The Court of Appeals in People v Hinton (supra, at 353), Judge Wachtler writing for the majority, observed: "The People of course are not required in an extradition proceeding to establish the defendant’s guilt beyond a reasonable doubt. But when he was not present in the demanding State at the time of the crime, it must be established prima facie that he would have violated the laws of this State if the consequences had been felt here. That is the policy of this State expressed by statute and it means that there must, at least, be some showing of an evidentiary nature establishing every element required under the relevant New York penal statute.”

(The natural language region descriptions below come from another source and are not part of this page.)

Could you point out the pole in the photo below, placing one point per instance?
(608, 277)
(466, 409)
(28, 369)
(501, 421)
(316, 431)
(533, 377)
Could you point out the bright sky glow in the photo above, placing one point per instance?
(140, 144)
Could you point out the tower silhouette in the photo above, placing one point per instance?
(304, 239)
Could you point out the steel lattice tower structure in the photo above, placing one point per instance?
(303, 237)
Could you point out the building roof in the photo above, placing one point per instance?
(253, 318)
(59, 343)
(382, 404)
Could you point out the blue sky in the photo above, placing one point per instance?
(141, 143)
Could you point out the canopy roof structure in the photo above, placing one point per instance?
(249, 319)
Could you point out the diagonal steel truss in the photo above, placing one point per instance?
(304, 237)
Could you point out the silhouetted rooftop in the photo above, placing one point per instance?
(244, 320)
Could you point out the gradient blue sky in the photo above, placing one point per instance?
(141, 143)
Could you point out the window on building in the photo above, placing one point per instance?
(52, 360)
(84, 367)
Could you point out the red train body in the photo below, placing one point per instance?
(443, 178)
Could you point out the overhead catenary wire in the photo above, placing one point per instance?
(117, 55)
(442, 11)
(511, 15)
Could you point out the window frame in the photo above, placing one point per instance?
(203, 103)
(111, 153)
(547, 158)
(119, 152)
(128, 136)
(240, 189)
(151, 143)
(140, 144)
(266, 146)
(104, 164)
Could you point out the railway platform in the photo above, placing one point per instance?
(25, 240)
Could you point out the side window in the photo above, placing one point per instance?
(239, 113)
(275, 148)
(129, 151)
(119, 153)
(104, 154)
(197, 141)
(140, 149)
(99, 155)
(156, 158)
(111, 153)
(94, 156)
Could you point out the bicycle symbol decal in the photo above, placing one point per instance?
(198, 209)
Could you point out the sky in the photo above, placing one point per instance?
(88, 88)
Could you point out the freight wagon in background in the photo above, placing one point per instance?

In the case at bar, there is a prima facie showing that petitioner would have violated the laws of this State (Penal Law § 260.05) if the consequences had been felt here:

(a) Petitioner is a parent of the infant issue;

(b) Petitioner voluntarily entered into a separation agreement and consent judgment of divorce providing for child support;

(c) Petitioner has presented documentary evidence that he actually paid child support for a period of two years following entry of the separation agreement and judgment of divorce; and

(d) Petitioner admits that he has failed to pay any child support since June 1982 upon the mistaken premise and sole ground, unilaterally determined by petitioner, that he had no legal obligation to provide child support because Ms former wife did not in fact establish a residence in New York.

The issuance of the warrant of arrest and order of extradition is valid, and the Governor did not exceed his jurisdiction *1036and power by failing to follow the legislative mandates of CPL 570.16.

CONCLUSION

Upon the foregoing, it is hereby ordered, adjudged and decreed that petitioner’s application to vacate the warrant of arrest and order of extradition is denied, and the petition is dismissed, and it is further ordered that petitioner shall be remanded to the Westchester County Commissioner of Public Safety, the officer and agent of the State of New York authorized to receive petitioner into custody in pursuance of the warrant and extradition order of the Governor of the State of New York, and it is further ordered that a stay of execution of this order is granted to the petitioner until July 31, 1996 to enable petitioner to appeal from this order and to apply for a further stay pending appeal.